Mike, Since you mentioned me and NARS, I feel the need to clarify my position on the related issues.
*. I agree with you that in many situations, the decision-making procedure doesn't follow predetermined algorithm, which give people the feeling of "free will". On the other hand, at a deeper level, each basic operations in the process does roughly follow a fixed routine, and how these operations form the decision-making procedure are determined by many factors at the moment. This mechanism is already implemented in NARS, and is discussed in detail in http://nars.wang.googlepages.com/wang.computation.pdf . Whether such a process is "free" or "determined" to a large extent depends on the context of the discussion: determined by whom? given what? The system does have a choice among options from time to time, though given the design and the experience of the system, these choices are not arbitrary at all. *. I disagree with you on the "two-tier structure", though it is indeed intuitively "obvious". As Ben said "On some topics, naive intuition can be misleading", which has been shown in many times in the history of AI and CogSci. The conscious/unconscious distinction does exist, but to me, it shows that our self-perception has its limits, just like our perception of the outside environment. I don't see your evidence for the two to be "separate", rather than just "different". What is your evidence for "The unconscious mind thinks more or less algorithmically"? To me, it is just the opposite --- to follow an algorithm needs conscious effort. If you are talking about automated behaviors or acquired skills, then that is a different issue from unconscious thinking. *. I also feel that you mixed several different issues all together in the discussion: free-will/determinism, conscious/unconscious, centralize/decentralize, which may be taken as "confused philosophical understanding" on your side. ;-) Pei On 5/6/07, Mike Tintner <[EMAIL PROTECTED]> wrote:
Well, there obviously IS a conscious, executive mind, separate from the unconscious mind, whatever the enormous difficulties cognitive sicentists had in first admitting its existence and now in identifying its correlates!

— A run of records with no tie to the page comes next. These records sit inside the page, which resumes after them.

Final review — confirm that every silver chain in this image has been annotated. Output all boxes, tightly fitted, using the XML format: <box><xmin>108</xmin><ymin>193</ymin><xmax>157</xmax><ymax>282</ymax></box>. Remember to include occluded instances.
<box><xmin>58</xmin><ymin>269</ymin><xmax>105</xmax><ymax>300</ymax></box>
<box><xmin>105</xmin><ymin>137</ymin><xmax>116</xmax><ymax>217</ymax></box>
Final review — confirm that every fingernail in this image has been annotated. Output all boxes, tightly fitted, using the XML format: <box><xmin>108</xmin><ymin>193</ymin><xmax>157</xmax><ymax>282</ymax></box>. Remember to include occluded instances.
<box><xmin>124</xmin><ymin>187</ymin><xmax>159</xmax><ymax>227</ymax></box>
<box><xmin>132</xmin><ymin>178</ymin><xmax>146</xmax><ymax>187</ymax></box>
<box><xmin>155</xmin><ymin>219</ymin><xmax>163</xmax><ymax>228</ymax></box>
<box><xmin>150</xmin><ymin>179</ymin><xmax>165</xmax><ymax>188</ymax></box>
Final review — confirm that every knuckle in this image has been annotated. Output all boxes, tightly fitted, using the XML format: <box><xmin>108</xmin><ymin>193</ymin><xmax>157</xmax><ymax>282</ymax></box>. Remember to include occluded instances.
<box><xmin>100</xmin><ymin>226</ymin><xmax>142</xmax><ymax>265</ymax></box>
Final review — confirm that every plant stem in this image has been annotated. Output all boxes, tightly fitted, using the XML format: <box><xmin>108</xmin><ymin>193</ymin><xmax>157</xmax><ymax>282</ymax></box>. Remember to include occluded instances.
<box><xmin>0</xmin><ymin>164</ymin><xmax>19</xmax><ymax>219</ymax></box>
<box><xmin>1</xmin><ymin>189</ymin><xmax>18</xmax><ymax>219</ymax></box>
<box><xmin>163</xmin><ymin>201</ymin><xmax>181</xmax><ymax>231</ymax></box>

And you still seem to be sharing some of those old difficulties in talking about it. Science generally still has some of those difficulties too. They shouldn't be there. Social organizations have chief executives and appear more or less incapable of functioning without them. The individual organization that is a human being appears to need an executive mind for much the same reasons - though those reasons need defining. Note that Fodor acknowledges the embarrassing truth that sicence can currently offer no explanation of why the conscious mind exists - rational, deterministic computers and machines clearly do not have or need one, functioning perfectly as entirely unconscious affairs. One immediate reason, applicable to AGI - although it will take the next Cognitive Revolution to recognize this - is that the two minds, almost certainly, think very differently. The unconscious mind thinks more or less algorithmically, (at least most of the time), rapidly in set ways - like a rational computer - it has to. Its function is to get things done. The conscious mind thinks literally, freely. How long it will spend on any given decision, and what course of thought it will pursue in reaching that decision are definitely NOT set, but free. (How does Pei's NARS fit in here?) Should I buy the marshmallow or the creme caramel ice cream? Hmm that's a tough one. I want to get this right... And I could and will resolve that decision in a few more seconds OR at other times, I could still be here thinking about it several minutes later OR at other times I could wander off in mid-thought to another subject entirely. No computer currently thinks like this - thinks freely and "crazily" as opposed to rationally and deterministically. Anyone who produces one - that has a similar practicality to the animal/human executive mind - will literally usher in the next Cognitive Revolution. You guys are clearly moving that way - but still appear to have a somewhat confused philosophical understanding of why all this is really necessary. (One interesting, but tangential issue is that the unconscious mind does appear to have a certain freedom too - it's hard to see dreams, for example, as deterministic affairs, Well, your dreams maybe, but not mine, you understand...).